Division of General Medical Sciences-Oncology, Case Comprehensive Cancer Center, Case Western Reserve University School of Medicine, Cleveland, OH 44106, USA.
Division of General Medical Sciences-Oncology, Case Comprehensive Cancer Center, Case Western Reserve University School of Medicine, Cleveland, OH 44106, USA.
J Genet Genomics. 2020 Oct 20;47(10):595-609. doi: 10.1016/j.jgg.2020.11.001. Epub 2020 Nov 28.
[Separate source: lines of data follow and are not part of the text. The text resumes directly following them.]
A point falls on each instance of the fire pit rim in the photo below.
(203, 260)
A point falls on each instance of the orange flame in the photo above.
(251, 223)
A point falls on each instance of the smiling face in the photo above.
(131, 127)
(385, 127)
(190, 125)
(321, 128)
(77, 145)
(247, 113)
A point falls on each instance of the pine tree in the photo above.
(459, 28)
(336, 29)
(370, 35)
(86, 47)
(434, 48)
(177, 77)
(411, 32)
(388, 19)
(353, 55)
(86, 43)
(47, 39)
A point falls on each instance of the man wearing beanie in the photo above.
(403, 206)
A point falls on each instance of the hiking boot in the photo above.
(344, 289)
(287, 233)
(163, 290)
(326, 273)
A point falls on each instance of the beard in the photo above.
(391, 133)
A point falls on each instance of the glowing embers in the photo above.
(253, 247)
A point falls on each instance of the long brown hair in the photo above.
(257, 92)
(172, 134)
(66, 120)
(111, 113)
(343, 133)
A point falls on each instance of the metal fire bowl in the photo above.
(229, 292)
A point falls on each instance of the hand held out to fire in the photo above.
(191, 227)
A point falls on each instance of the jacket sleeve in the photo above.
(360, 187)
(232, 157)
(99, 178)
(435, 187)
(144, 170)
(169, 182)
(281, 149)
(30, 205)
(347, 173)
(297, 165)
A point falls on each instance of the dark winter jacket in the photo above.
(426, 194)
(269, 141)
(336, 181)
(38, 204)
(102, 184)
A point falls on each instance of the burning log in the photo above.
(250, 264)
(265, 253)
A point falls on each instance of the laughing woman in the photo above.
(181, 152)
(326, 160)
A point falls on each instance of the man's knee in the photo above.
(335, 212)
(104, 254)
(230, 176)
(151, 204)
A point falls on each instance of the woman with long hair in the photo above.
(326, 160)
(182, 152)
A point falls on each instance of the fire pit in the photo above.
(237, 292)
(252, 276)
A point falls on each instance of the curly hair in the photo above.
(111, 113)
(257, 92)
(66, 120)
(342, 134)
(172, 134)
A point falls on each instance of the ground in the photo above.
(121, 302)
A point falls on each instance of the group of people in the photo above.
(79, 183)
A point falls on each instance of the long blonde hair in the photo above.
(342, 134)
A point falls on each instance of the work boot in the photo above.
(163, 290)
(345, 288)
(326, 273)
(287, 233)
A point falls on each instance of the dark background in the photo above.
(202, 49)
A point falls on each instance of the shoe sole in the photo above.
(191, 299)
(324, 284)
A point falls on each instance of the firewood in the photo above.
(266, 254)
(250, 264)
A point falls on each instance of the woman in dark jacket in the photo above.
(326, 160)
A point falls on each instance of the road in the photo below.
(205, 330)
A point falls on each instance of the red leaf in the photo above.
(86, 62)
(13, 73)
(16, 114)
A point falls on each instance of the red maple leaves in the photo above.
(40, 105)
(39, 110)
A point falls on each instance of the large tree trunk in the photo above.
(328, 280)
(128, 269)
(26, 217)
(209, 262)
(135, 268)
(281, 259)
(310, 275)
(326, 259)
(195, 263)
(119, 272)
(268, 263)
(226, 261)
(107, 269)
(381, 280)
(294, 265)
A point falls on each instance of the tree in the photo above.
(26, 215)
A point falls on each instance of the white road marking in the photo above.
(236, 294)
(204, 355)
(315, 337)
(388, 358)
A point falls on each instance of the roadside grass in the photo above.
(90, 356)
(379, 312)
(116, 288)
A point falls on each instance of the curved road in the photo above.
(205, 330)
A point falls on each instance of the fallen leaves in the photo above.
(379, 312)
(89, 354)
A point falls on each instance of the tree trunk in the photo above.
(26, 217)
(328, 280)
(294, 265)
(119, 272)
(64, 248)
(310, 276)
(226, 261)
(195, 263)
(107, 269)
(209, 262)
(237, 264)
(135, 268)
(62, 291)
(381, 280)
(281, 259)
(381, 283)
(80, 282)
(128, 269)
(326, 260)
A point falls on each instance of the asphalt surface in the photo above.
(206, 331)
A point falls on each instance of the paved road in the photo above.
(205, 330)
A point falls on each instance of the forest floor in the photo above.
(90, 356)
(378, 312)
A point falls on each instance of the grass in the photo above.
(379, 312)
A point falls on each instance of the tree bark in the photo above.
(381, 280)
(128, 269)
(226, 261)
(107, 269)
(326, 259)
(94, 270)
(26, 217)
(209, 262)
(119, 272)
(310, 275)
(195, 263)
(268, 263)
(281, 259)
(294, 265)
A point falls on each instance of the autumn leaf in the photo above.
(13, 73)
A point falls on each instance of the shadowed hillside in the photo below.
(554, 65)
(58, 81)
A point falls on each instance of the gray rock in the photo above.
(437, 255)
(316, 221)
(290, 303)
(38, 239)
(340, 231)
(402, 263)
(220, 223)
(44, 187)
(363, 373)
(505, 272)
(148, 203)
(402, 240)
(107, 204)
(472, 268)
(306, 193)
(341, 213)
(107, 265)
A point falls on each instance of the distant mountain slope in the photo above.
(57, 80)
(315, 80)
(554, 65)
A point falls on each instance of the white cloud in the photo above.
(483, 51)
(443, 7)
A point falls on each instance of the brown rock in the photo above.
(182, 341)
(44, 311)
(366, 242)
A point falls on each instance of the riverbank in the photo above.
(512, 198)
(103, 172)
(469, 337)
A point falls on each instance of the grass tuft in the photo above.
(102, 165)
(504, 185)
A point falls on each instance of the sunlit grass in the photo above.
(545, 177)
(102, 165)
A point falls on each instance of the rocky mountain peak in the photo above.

Genome-scale studies focusing on molecular profiling of cancers across tissue types have revealed a plethora of aberrations across the genomic, transcriptomic, and epigenomic scales. The significant molecular heterogeneity across individual tumors even within the same tissue context complicates decoding the key etiologic mechanisms of this disease. Furthermore, it is increasingly likely that biologic mechanisms underlying the pathobiology of cancer involve multiple molecular entities interacting across functional scales. This has motivated the development of computational approaches that integrate molecular measurements with prior biological knowledge in increasingly intricate ways to enable the discovery of driver genomic aberrations across cancers. Here, we review diverse methodological approaches that have powered significant advances in our understanding of the genomic underpinnings of cancer at the cohort and at the individual tumor scales. We outline the key advances and challenges in the computational discovery of cancer mechanisms while motivating the development of systems biology approaches to comprehensively decode the biologic drivers of this complex disease.
基因组规模的研究集中于跨组织类型的癌症分子谱分析,揭示了基因组、转录组和表观基因组层面上大量的异常。即使在相同的组织背景下,单个肿瘤之间的显著分子异质性也使得解码这种疾病的关键病因机制变得复杂。此外,癌症的病理生物学背后的生物学机制很可能涉及多个分子实体在功能尺度上相互作用。这促使开发了计算方法,这些方法以越来越复杂的方式将分子测量与先前的生物学知识相结合,以发现癌症中跨多种肿瘤的驱动基因组异常。在这里,我们回顾了多种方法学方法,这些方法推动了我们对癌症基因组基础的理解在队列和个体肿瘤水平上取得了重大进展。我们概述了在计算上发现癌症机制的关键进展和挑战,同时激励了系统生物学方法的发展,以全面解码这种复杂疾病的生物学驱动因素。